A ascese ou autodisciplina cristã inspirou-se tanto nas Escrituras quanto na cultura e filosofia gregas. A vida celibatária de João Batista, Jesus e Paulo, bem como certas afirmações destes últimos preservadas no Novo Testamento, exerceram forte influência sobre muitas mentes. Jesus afirmou que alguns indivíduos recebem o dom de se tornarem “eunucos” – renunciar ao casamento – por causa do reino dos céus (Mt 19.11-12) e Paulo recomendou que as pessoas dessem preferência ao estado em que ele mesmo vivia (1 Co 7.8). Além disso, o dualismo platônico tão arraigado na mentalidade grega, com a sua distinção entre espírito e matéria (e a tendência de valorizar aquele em detrimento desta), também contribuiu para certas ênfases dadas à vida religiosa.
Os ascetas e os monges foram vistos como os continuadores da antiga e gloriosa tradição do martírio. Eles eram os “mártires vivos” que, com a sua renúncia aos prazeres da carne podiam de maneira mais livre e desimpedida dedicar-se ao serviço de Deus. Essa renúncia era considerada especialmente significativa na área da sexualidade e desde cedo na história da Igreja houve a tendência de se valorizar extraordinariamente a virgindade e a castidade como condições que contribuíam de modo singular para a vida de santidade. Um bom exemplo dessa preocupação pode ser visto nos escritos de Tertuliano, que viveu em torno do ano 200. É digno de nota que, ao fazerem isso, tais cristãos afastavam-se de uma ampla corrente de ensinos bíblicos, inclusive neotestamentários, que apontavam em uma direção oposta – a valorização do casamento e da vida em família, inclusive para os líderes da Igreja (ver Mt 8.14; 1 Co 9.4-5; 1 Tm 3.1-5; Tt 1.5-6).

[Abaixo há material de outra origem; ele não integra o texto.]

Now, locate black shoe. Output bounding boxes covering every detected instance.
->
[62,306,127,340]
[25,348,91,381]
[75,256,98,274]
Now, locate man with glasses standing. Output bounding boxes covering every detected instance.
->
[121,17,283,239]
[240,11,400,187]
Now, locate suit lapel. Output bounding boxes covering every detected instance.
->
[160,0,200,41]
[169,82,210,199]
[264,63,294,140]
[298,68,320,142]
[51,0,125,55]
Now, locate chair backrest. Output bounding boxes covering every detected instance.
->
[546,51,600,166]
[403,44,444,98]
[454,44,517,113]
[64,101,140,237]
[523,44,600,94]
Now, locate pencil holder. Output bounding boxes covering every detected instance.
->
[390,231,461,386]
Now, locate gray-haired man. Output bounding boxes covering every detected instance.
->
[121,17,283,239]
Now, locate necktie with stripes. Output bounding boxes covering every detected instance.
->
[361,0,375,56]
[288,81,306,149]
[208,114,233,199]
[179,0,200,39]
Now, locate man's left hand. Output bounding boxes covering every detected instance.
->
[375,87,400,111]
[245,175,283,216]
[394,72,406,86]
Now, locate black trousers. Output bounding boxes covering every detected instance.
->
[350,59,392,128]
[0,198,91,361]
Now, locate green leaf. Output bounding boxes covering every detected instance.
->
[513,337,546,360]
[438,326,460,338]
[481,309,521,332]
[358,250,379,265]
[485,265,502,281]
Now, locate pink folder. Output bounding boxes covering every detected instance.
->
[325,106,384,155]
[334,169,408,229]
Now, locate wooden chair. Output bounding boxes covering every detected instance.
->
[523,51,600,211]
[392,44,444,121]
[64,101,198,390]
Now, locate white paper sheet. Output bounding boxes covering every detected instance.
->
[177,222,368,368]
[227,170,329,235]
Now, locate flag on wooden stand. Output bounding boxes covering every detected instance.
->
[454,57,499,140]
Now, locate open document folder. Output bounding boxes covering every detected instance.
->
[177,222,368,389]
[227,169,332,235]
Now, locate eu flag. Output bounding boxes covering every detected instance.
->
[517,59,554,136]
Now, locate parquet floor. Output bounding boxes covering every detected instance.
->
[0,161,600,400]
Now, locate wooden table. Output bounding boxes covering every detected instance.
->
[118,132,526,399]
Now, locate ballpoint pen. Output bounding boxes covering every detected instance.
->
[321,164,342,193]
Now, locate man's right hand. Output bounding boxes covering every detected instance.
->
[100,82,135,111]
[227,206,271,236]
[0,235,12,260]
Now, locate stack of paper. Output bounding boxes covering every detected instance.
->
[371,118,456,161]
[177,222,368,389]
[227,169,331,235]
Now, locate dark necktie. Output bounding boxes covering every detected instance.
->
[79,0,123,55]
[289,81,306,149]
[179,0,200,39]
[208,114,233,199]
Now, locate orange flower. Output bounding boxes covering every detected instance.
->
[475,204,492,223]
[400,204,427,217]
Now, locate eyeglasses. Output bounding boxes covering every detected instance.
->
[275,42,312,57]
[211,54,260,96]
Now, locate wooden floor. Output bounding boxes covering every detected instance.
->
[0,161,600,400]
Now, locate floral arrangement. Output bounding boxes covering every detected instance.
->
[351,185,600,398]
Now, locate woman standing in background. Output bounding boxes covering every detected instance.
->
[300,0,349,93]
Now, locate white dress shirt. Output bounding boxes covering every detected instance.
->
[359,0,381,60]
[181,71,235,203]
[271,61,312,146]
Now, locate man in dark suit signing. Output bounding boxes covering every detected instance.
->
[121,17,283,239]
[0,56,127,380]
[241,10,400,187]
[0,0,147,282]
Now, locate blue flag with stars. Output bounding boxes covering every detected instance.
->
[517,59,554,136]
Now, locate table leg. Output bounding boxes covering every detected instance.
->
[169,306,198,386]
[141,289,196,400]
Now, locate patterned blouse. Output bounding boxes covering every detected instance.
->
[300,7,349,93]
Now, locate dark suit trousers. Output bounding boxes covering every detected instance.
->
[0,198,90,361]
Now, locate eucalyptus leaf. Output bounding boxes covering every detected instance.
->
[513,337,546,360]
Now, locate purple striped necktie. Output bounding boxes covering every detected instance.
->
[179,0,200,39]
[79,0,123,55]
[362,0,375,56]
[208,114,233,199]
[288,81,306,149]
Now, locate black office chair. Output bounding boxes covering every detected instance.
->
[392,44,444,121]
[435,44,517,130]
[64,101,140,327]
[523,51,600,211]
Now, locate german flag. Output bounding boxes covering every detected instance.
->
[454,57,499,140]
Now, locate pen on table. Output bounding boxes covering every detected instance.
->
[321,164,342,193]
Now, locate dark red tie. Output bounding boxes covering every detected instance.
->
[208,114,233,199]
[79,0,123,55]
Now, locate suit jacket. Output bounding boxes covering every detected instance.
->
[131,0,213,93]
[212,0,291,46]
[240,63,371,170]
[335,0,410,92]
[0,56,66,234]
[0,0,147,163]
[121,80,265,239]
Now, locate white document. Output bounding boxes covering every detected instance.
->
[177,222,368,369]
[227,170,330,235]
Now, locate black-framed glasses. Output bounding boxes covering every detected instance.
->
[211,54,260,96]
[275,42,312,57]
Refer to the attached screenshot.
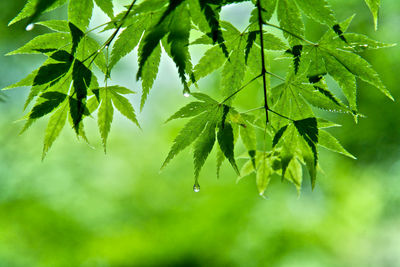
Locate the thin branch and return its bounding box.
[257,0,269,124]
[268,109,294,121]
[221,74,262,104]
[263,21,316,46]
[241,106,264,114]
[83,0,137,66]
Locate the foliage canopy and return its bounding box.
[5,0,393,194]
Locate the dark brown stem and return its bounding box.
[83,0,137,66]
[257,0,269,124]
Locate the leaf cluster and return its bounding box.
[1,0,393,194]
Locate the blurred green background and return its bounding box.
[0,0,400,267]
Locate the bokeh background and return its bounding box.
[0,0,400,267]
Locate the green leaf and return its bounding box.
[278,0,304,45]
[293,78,351,113]
[193,46,226,81]
[2,69,39,90]
[189,0,210,32]
[161,112,210,169]
[77,36,108,74]
[140,43,161,109]
[191,93,218,104]
[35,20,69,32]
[32,63,71,86]
[68,0,93,31]
[324,52,357,110]
[167,3,191,91]
[294,118,319,188]
[165,101,210,122]
[343,33,396,52]
[365,0,381,30]
[199,0,229,57]
[94,0,114,19]
[7,32,72,56]
[256,153,273,195]
[97,88,114,152]
[110,17,146,69]
[29,92,66,119]
[260,0,277,21]
[42,101,68,160]
[318,130,356,159]
[8,0,67,26]
[293,0,336,27]
[285,158,303,193]
[324,47,394,100]
[104,85,135,95]
[217,122,240,176]
[255,31,288,51]
[193,122,216,180]
[221,50,246,99]
[109,89,140,128]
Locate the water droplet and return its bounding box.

2. A institucionalização do celibato
Apesar desses ensinos, a partir do segundo ou do terceiro século surgiu o entendimento de que o celibato era uma condição preferível para os líderes da Igreja. No quarto século, quase todos os bispos da Grécia, Egito e Europa ocidental eram solteiros ou, se casados, costumavam deixar as suas esposas após a consagração episcopal. Todavia, os sacerdotes e diáconos se casavam, não havendo nos primeiros séculos nenhuma lei que proibisse o casamento do clero. Eventualmente, os dois grandes setores da Igreja – oriental e ocidental – desenvolveram normas diferentes quanto ao celibato.

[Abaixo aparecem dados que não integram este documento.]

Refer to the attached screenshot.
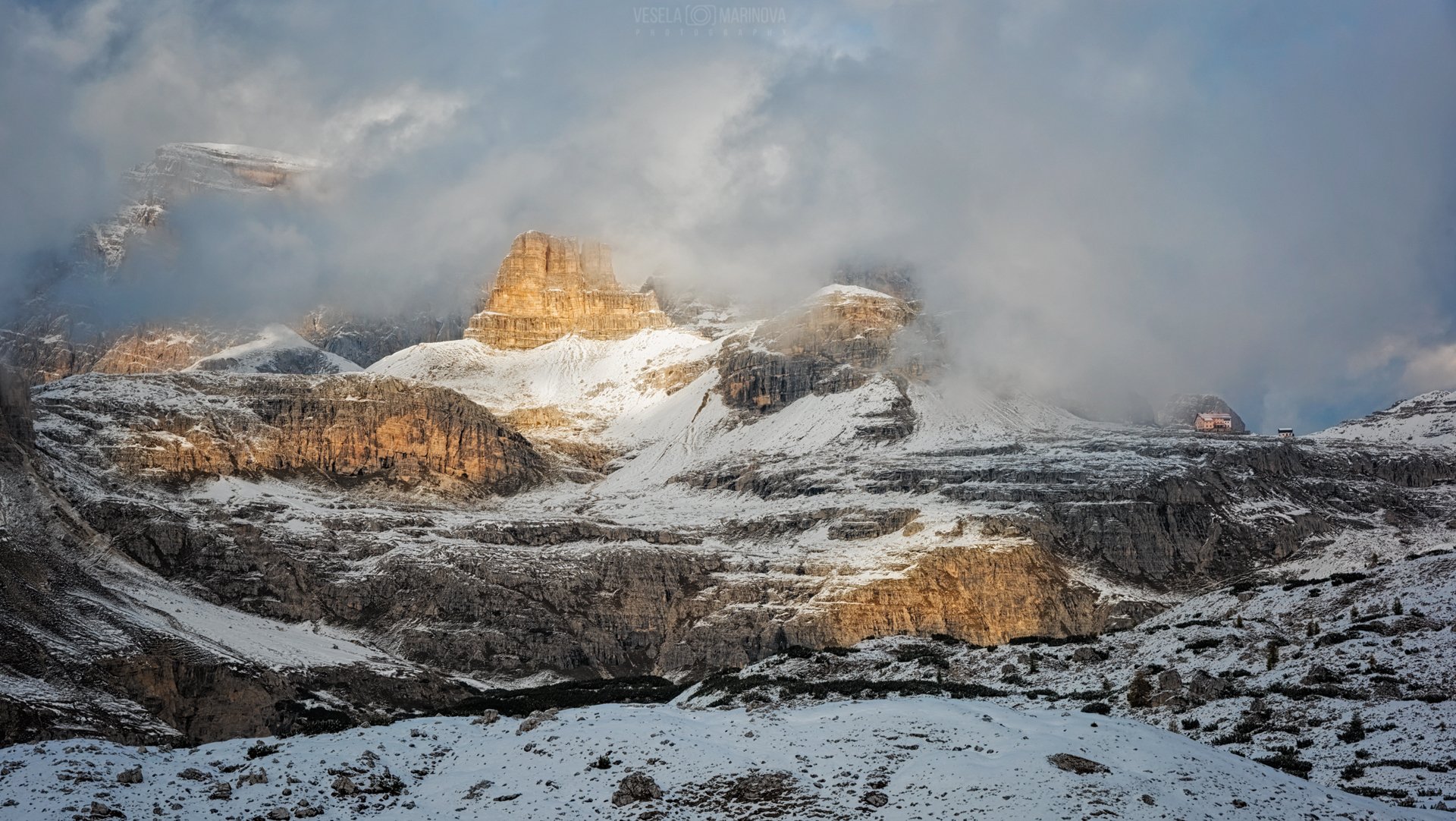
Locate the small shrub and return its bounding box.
[1127,669,1153,709]
[1338,713,1366,744]
[247,741,282,759]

Na Igreja Grega ou Oriental, surgiram leis nos séculos sexto e sétimo proibindo expressamente o casamento dos bispos e determinando que, se já haviam se casado previamente, a esposa devia ser enviada para um convento distante. Todavia, as ordens inferiores do clero tinham permissão de casar-se, prática essa que continua a ser seguida até o presente. Ironicamente, a Igreja ocidental, em teoria menos influenciada pelo dualismo platônico do que a sua congênere grega, acabou adotando normas mais rígidas quanto ao celibato, impondo-o a todos os religiosos, inclusive ao clero inferior. Parece que isso resultou mais de considerações práticas do que propriamente teológicas.

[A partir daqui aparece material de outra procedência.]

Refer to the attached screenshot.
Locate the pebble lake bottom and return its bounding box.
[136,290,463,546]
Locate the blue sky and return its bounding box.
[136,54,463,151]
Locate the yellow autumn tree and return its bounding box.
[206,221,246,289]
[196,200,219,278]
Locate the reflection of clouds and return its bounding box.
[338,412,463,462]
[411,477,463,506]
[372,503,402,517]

No Ocidente, o celibato tornou-se uma obrigação canônica para o clero através dos esforços combinados de papas e concílios regionais. A mais antiga estipulação sobre o assunto, o cânone 33 do Concílio de Elvira, na Espanha (por volta do ano 305), declara o seguinte: “Decretamos que todos os bispos, sacerdotes e diáconos, e todos os clérigos envolvidos com o ministério, sejam totalmente proibidos de viverem com esposas e gerarem filhos. Quem assim o fizer será deposto da dignidade clerical”. Pouco tempo depois, o bispo Ósio de Córdova tentou sem sucesso fazer com que esse decreto fosse aprovado pelo Concílio de Nicéia (325). Isso acabou sendo feito por vários bispos de Roma nos séculos quarto e quinto – Dâmaso, Sirício, Inocêncio e Leão – que, mediante decretais, impuseram ao clero o celibato compulsório. Na África, França e Itália, alguns concílios regionais emitiram decretos no sentido de assegurar essa prática.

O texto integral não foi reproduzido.